Revision history for this message
Colin Watson (cjwatson) wrote : Re: mount: mounting /dev/md0 on /root/ failed: Invalid argument

I finally got back to this bug and figured out what was going on. It took a while ...

A few people suggested that what was happening was that the partitioner was creating partitions that extended beyond the end of the disk. That wasn't actually quite right if you looked at the logs in detail and did the arithmetic; they were entirely within the disk, just extending onto the last (incomplete) cylinder, and there's nothing wrong with that in itself. However, there were log messages indicating that the md layer in the kernel thought that an md device was overflowing the disk, and this pointed me in the right direction.

When I tried to fix this bug before, I observed that what was happening was that mdadm was getting confused between /dev/sda and /dev/sda1 (or whatever the last partition happened to be). Since the 0.90 metadata format stores the superblock at the end of the device, there's obvious potential for confusion between a partition extending all the way to the end of the disk and the disk device itself. I fixed this, or so I thought, by constraining the installer's partitioner to never use the last sector of the disk. This fixed the problem in my tests.

Unfortunately, I apparently didn't quite do enough research on exactly what was happening. When I came back to this bug, I read the md(4) manual page, and found this:

  The common format - known as version 0.90 - has a superblock that is 4K long
  and is written into a 64K aligned block that starts at least 64K and less
  than 128K from the end of the device (i.e. to get the address of the superblock round the size of the device down to a multiple of 64K and then subtract 64K).

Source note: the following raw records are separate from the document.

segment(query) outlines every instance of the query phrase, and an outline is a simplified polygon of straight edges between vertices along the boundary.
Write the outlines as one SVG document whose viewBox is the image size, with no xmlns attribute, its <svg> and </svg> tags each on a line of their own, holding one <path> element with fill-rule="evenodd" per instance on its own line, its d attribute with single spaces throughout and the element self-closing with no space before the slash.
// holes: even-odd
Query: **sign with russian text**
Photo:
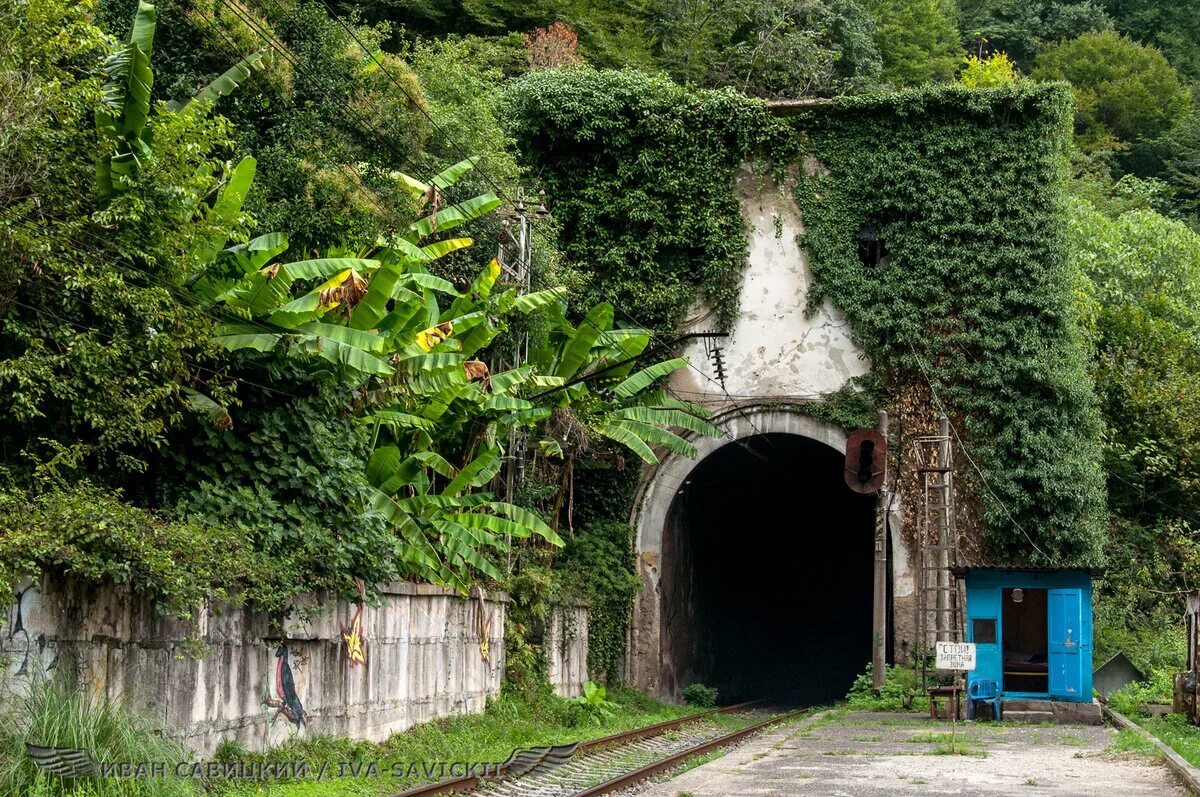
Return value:
<svg viewBox="0 0 1200 797">
<path fill-rule="evenodd" d="M 974 642 L 938 642 L 936 670 L 974 670 Z"/>
</svg>

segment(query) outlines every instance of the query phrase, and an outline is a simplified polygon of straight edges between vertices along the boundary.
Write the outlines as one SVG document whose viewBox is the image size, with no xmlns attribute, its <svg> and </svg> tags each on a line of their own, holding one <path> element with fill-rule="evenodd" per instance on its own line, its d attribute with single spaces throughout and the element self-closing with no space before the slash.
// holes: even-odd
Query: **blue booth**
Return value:
<svg viewBox="0 0 1200 797">
<path fill-rule="evenodd" d="M 971 568 L 967 694 L 1092 702 L 1092 576 L 1086 570 Z M 970 702 L 970 701 L 968 701 Z"/>
</svg>

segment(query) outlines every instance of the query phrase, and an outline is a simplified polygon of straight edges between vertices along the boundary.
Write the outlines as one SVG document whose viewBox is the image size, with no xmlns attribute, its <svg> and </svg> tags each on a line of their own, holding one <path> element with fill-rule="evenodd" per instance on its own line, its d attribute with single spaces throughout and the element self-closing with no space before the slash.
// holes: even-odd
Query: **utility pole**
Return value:
<svg viewBox="0 0 1200 797">
<path fill-rule="evenodd" d="M 880 411 L 880 433 L 888 438 L 888 414 Z M 893 478 L 894 480 L 894 478 Z M 883 689 L 887 676 L 888 646 L 888 509 L 892 491 L 884 479 L 875 497 L 875 615 L 871 622 L 871 688 Z"/>
<path fill-rule="evenodd" d="M 502 210 L 502 227 L 499 245 L 497 246 L 496 260 L 500 264 L 500 270 L 506 272 L 517 286 L 517 295 L 529 292 L 530 275 L 533 270 L 533 222 L 550 215 L 546 208 L 546 191 L 538 192 L 538 209 L 533 211 L 530 218 L 529 209 L 526 206 L 524 188 L 517 186 L 517 202 L 512 210 Z M 512 226 L 516 222 L 516 234 Z M 509 263 L 508 250 L 515 250 L 512 263 Z M 504 368 L 520 368 L 529 359 L 529 332 L 521 332 L 517 340 L 516 350 L 512 354 L 512 364 L 504 364 Z M 512 430 L 509 432 L 508 465 L 504 474 L 505 496 L 509 501 L 516 491 L 524 485 L 527 436 L 523 431 Z M 505 534 L 505 543 L 509 545 L 508 570 L 512 570 L 512 540 Z"/>
</svg>

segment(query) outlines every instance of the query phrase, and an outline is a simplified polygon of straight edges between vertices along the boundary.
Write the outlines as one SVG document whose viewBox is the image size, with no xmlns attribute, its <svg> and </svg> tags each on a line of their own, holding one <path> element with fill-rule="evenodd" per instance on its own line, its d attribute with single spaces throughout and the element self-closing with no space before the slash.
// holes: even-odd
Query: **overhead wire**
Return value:
<svg viewBox="0 0 1200 797">
<path fill-rule="evenodd" d="M 1003 499 L 1001 499 L 1001 497 L 996 495 L 996 491 L 991 489 L 991 485 L 988 483 L 988 477 L 984 474 L 983 468 L 980 468 L 979 465 L 974 461 L 974 457 L 971 456 L 971 451 L 962 443 L 962 437 L 959 435 L 959 430 L 954 426 L 954 423 L 950 420 L 950 414 L 946 409 L 946 405 L 942 403 L 941 397 L 937 395 L 937 389 L 934 386 L 932 377 L 925 368 L 925 362 L 920 359 L 920 355 L 917 353 L 917 347 L 910 343 L 908 348 L 912 352 L 913 359 L 916 359 L 917 365 L 925 378 L 925 384 L 929 385 L 929 394 L 930 396 L 932 396 L 934 403 L 937 406 L 938 412 L 941 412 L 942 415 L 946 418 L 946 423 L 950 429 L 950 433 L 954 436 L 954 439 L 958 444 L 958 450 L 962 453 L 962 455 L 967 459 L 967 462 L 971 463 L 971 467 L 974 468 L 977 474 L 979 474 L 979 481 L 983 485 L 984 490 L 986 490 L 988 495 L 991 496 L 992 501 L 996 502 L 996 505 L 998 505 L 1001 509 L 1004 510 L 1004 515 L 1008 517 L 1009 521 L 1012 521 L 1013 526 L 1015 526 L 1021 532 L 1021 534 L 1025 535 L 1026 541 L 1028 541 L 1028 544 L 1033 546 L 1033 550 L 1040 553 L 1043 557 L 1050 558 L 1046 555 L 1046 552 L 1043 551 L 1042 547 L 1033 541 L 1033 538 L 1030 535 L 1027 531 L 1025 531 L 1025 527 L 1021 526 L 1020 521 L 1018 521 L 1016 517 L 1013 516 L 1013 513 L 1008 509 L 1008 504 L 1006 504 Z"/>
</svg>

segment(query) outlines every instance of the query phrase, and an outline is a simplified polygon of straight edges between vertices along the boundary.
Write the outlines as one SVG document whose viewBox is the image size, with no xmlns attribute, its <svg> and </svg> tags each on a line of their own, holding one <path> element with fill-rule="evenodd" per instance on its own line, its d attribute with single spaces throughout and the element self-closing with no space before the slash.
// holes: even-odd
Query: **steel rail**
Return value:
<svg viewBox="0 0 1200 797">
<path fill-rule="evenodd" d="M 787 714 L 772 717 L 770 719 L 766 719 L 761 723 L 756 723 L 748 727 L 743 727 L 740 731 L 733 731 L 732 733 L 719 736 L 715 739 L 709 739 L 708 742 L 701 742 L 695 747 L 690 747 L 686 750 L 680 750 L 679 753 L 668 755 L 665 759 L 655 761 L 654 763 L 648 763 L 644 767 L 634 769 L 632 772 L 626 772 L 625 774 L 617 775 L 611 780 L 606 780 L 589 789 L 584 789 L 583 791 L 575 792 L 571 797 L 598 797 L 599 795 L 607 795 L 614 791 L 619 791 L 622 789 L 628 789 L 636 783 L 646 780 L 647 778 L 652 778 L 656 774 L 661 774 L 670 769 L 674 769 L 677 766 L 679 766 L 688 759 L 691 759 L 697 755 L 703 755 L 710 750 L 722 748 L 727 744 L 733 744 L 734 742 L 740 742 L 745 737 L 757 733 L 768 725 L 774 725 L 776 723 L 786 723 L 790 719 L 794 719 L 800 714 L 803 714 L 805 711 L 808 709 L 800 708 L 798 711 L 790 712 Z"/>
<path fill-rule="evenodd" d="M 712 717 L 713 714 L 727 714 L 730 712 L 742 711 L 749 708 L 761 700 L 751 700 L 744 703 L 734 703 L 733 706 L 725 706 L 721 708 L 709 708 L 708 711 L 698 712 L 696 714 L 688 714 L 686 717 L 680 717 L 678 719 L 668 719 L 662 723 L 655 723 L 654 725 L 646 725 L 643 727 L 634 727 L 628 731 L 620 731 L 619 733 L 612 733 L 611 736 L 602 736 L 596 739 L 588 739 L 587 742 L 580 742 L 580 745 L 575 748 L 576 753 L 582 753 L 584 750 L 600 750 L 608 747 L 614 747 L 617 744 L 625 744 L 629 742 L 636 742 L 638 739 L 649 738 L 652 736 L 659 736 L 666 731 L 695 723 L 697 720 L 704 719 L 706 717 Z M 484 779 L 479 775 L 463 775 L 461 778 L 448 778 L 445 780 L 438 780 L 436 783 L 425 784 L 421 786 L 413 786 L 401 792 L 396 792 L 391 797 L 433 797 L 434 795 L 456 795 L 464 791 L 473 791 L 484 785 Z"/>
</svg>

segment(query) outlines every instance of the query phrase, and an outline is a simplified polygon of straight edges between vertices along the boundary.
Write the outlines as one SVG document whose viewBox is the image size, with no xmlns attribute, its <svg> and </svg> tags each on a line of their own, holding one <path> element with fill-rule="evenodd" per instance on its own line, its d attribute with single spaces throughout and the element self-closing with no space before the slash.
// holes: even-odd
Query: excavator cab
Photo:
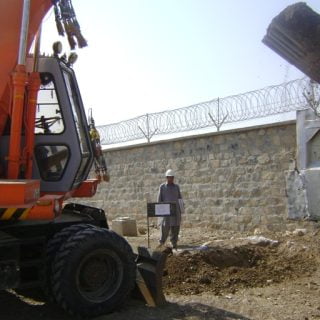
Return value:
<svg viewBox="0 0 320 320">
<path fill-rule="evenodd" d="M 42 192 L 76 189 L 93 162 L 90 136 L 73 69 L 64 58 L 40 57 L 33 179 Z"/>
<path fill-rule="evenodd" d="M 37 41 L 29 54 L 51 7 L 71 49 L 85 46 L 71 0 L 0 0 L 0 290 L 43 288 L 82 318 L 121 307 L 135 286 L 159 305 L 168 253 L 134 254 L 102 209 L 70 202 L 95 194 L 93 163 L 97 176 L 107 178 L 107 168 L 93 119 L 87 124 L 75 54 L 66 59 L 55 44 L 41 56 Z"/>
</svg>

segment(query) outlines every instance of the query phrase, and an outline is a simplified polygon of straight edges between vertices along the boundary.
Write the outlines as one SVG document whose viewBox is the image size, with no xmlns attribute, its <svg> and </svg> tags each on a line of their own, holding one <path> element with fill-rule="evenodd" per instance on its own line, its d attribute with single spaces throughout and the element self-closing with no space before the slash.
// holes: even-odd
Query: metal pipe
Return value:
<svg viewBox="0 0 320 320">
<path fill-rule="evenodd" d="M 27 41 L 28 41 L 29 16 L 30 16 L 30 0 L 23 0 L 22 21 L 21 21 L 21 29 L 20 29 L 20 41 L 19 41 L 18 65 L 25 65 L 26 64 L 26 51 L 27 51 Z"/>
</svg>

(The 1.0 superblock format is similar, but is never more than 12K from the end of the device, so a fix for 0.90 will fix 1.0 too. 1.1 and 1.2 store their superblocks at or near the start of the device, and do not suffer from this problem.)

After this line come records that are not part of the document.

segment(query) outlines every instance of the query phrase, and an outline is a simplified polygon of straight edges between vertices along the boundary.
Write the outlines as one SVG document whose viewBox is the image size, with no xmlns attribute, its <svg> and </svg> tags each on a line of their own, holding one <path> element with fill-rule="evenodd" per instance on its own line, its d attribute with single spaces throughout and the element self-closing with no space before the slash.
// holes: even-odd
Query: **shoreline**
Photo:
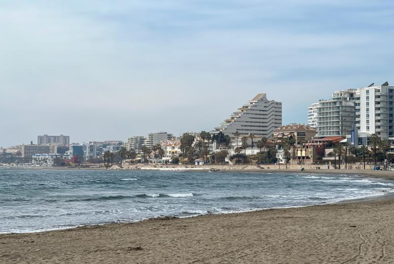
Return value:
<svg viewBox="0 0 394 264">
<path fill-rule="evenodd" d="M 240 166 L 245 167 L 244 168 L 239 168 Z M 225 167 L 226 168 L 220 169 Z M 36 170 L 122 170 L 122 171 L 146 171 L 154 170 L 160 171 L 178 171 L 178 172 L 203 172 L 210 171 L 212 169 L 219 169 L 214 172 L 260 172 L 260 173 L 317 173 L 317 174 L 330 174 L 339 175 L 354 175 L 370 177 L 372 178 L 381 178 L 382 179 L 394 180 L 394 171 L 393 170 L 373 170 L 372 169 L 317 169 L 313 168 L 305 168 L 305 170 L 301 171 L 298 169 L 293 168 L 258 168 L 256 165 L 245 165 L 243 166 L 229 166 L 212 165 L 201 166 L 170 166 L 164 167 L 154 166 L 141 166 L 140 168 L 135 169 L 131 168 L 113 168 L 106 169 L 105 168 L 73 168 L 65 167 L 41 167 L 41 166 L 11 166 L 2 167 L 6 169 L 36 169 Z"/>
<path fill-rule="evenodd" d="M 369 263 L 377 259 L 391 263 L 393 205 L 391 197 L 2 234 L 0 261 L 279 264 L 352 260 Z M 359 250 L 363 247 L 366 247 L 364 250 Z"/>
<path fill-rule="evenodd" d="M 239 171 L 235 171 L 237 172 L 240 172 L 241 173 L 254 173 L 254 171 L 243 171 L 240 170 Z M 277 172 L 277 171 L 274 171 L 274 172 Z M 224 171 L 222 171 L 224 172 Z M 261 172 L 261 171 L 257 171 L 258 172 Z M 295 172 L 294 171 L 294 172 Z M 307 173 L 308 172 L 305 172 Z M 271 172 L 268 172 L 271 173 Z M 340 174 L 338 172 L 337 173 L 337 174 Z M 341 174 L 342 175 L 342 174 Z M 361 177 L 368 177 L 368 175 L 359 175 L 357 174 L 355 175 L 354 176 L 360 176 Z M 375 177 L 375 178 L 381 178 L 385 180 L 394 180 L 394 178 L 386 178 L 384 177 Z M 256 209 L 255 210 L 251 210 L 250 211 L 240 211 L 237 212 L 231 212 L 231 213 L 212 213 L 212 214 L 200 214 L 197 215 L 192 215 L 190 216 L 175 216 L 173 215 L 165 215 L 163 217 L 153 217 L 153 218 L 150 218 L 147 219 L 142 219 L 140 220 L 137 220 L 135 221 L 125 221 L 125 222 L 121 222 L 119 223 L 116 223 L 115 222 L 109 222 L 109 223 L 104 223 L 101 224 L 86 224 L 86 225 L 76 225 L 74 226 L 69 227 L 69 228 L 59 228 L 59 229 L 51 229 L 50 230 L 46 230 L 46 231 L 33 231 L 31 232 L 11 232 L 11 233 L 0 233 L 0 239 L 1 238 L 2 235 L 8 235 L 8 234 L 34 234 L 34 233 L 42 233 L 45 232 L 54 232 L 57 231 L 66 231 L 66 230 L 70 230 L 75 229 L 79 229 L 79 228 L 89 228 L 89 227 L 95 227 L 95 226 L 111 226 L 112 225 L 118 225 L 118 224 L 135 224 L 137 223 L 143 222 L 147 221 L 152 221 L 157 219 L 159 219 L 161 218 L 174 218 L 176 219 L 186 219 L 186 218 L 193 218 L 195 217 L 198 217 L 200 216 L 207 216 L 207 215 L 217 215 L 220 216 L 222 215 L 228 215 L 228 214 L 244 214 L 244 213 L 248 213 L 252 212 L 259 212 L 259 211 L 265 211 L 266 210 L 282 210 L 282 209 L 292 209 L 292 208 L 304 208 L 304 207 L 308 207 L 311 206 L 322 206 L 325 205 L 335 205 L 335 204 L 352 204 L 352 203 L 362 203 L 368 201 L 380 201 L 380 200 L 383 200 L 386 199 L 393 199 L 393 202 L 394 202 L 394 193 L 386 193 L 382 195 L 379 196 L 367 196 L 365 197 L 363 197 L 361 198 L 352 198 L 352 199 L 345 199 L 342 200 L 338 201 L 333 201 L 331 202 L 328 202 L 327 203 L 324 203 L 321 204 L 313 204 L 310 205 L 300 205 L 300 206 L 288 206 L 288 207 L 272 207 L 272 208 L 263 208 L 263 209 Z"/>
</svg>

So, if you do the mathematics based on partman's current constraints, the result is that Ubuntu will currently get this wrong for any disk whose size is an exact multiple of 1048576 bytes plus any number between 512 and 65536. The 500GB disks common among commenters on this bug report are, according to the logs, 500107862016 bytes long, which is 476940 * 1048576 + 24576. I could never reproduce this in KVM before because my habit is to create disk images which are an exact number of megabytes (I usually just say '10G' or thereabouts), and such an image would never encounter this bug thanks to my previous attempted fix of avoiding the last sector.

The proper fix, then, is for partman to round the disk size down to 64K, subtract one further sector, and avoid any sectors after that.